The WikiLeaks founder said massive data collection by companies like Google and Facebook concentrate global power around such companies and government entities with an “alliance of interests,” which in Google’s case includes the National Security Agency and its contractors — what Assange called “the deep state.”

“At a less geopolitical level and at a more personal level, the global erosion of privacy for the average person brings democratic states socially into a position of where they are more like authoritarian states,” Assange said. “That’s the big problem for the average person.”

Last week while promoting his new book “When Google Met WikiLeaks” — which purports to show Google’s “revolving door” connection to the U.S. government — Assange likened Google to a “privatized NSA” because of products like its Android mobile platform, which he said is “constantly sending your location…streaming back your contacts, emails and everything you search for.” (RELATED: WikiLeaks Founder Dubs Google The ‘Privatized NSA’)

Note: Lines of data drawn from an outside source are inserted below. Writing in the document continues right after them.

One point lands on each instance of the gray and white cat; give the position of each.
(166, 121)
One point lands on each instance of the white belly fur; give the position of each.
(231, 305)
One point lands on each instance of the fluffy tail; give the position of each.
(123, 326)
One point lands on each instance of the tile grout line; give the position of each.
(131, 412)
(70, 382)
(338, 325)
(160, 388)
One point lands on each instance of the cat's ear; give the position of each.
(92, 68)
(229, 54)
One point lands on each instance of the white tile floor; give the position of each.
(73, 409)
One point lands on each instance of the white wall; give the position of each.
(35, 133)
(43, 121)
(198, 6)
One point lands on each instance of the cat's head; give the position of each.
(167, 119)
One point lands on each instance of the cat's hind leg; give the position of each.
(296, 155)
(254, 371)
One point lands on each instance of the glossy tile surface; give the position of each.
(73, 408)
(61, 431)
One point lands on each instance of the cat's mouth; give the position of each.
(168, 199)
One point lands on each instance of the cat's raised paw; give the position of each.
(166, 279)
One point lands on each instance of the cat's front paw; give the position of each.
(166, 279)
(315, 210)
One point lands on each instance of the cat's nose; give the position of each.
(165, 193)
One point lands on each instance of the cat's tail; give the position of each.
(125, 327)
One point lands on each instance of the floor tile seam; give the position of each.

In the book, Assange recalls his 2011 meeting with Google executive chairman Eric Schmidt, who Assange said acts as Google’s “secretary of state.” Schmidt responded to Assange’s book last week by calling the WikiLeaks founder “paranoid.”

“He’s of course writing from the, shall we say, luxury lodgings of the local embassy in London,” Schmidt said on ABC last week, referring to the Ecuadorian embassy in London, where Assange has been holed up since June 2012 while claiming asylum from charges of sexual assault in Sweden.

“I think it’s sad he that feels it’s necessary to resort to ad hominem attacks, but I understand that he has no real arguments to defend Google’s position,” Assange said in the Tuesday report.

Last week Schmidt dismissed the claims that Google assisted NSA in its bulk warrantless surveillance, instead claiming that the company “fought very hard against” NSA, and that it’s working to encrypt all user data.

“It’s a duplicitous statement. It’s a lawyerly statement,” Assange said. “Eric Schmidt did not say that Google encrypts everything so that the US government can’t get at them. He said quite deliberately that Google has started to encrypt exchanges of information — and that’s hardly true, but it has increased amount of encrypted exchanges.”

Assange pointed out Google is not encrypting its storage of users’ information — the basis of the company’s business model. (RELATED: Google Android’s ‘Active Watching’ Patent Will Try To Photograph, Record, Identify Everyone In A Room)

“And if Google can access it, then of course the U.S. government has the legal right to access it, and that’s what’s been going on,” Assange said. “As long as Google is operating its current business model and runs out of the U.S. jurisdiction, it cannot protect people from the National Security Agency or the FBI, or other arms of the U.S. government.”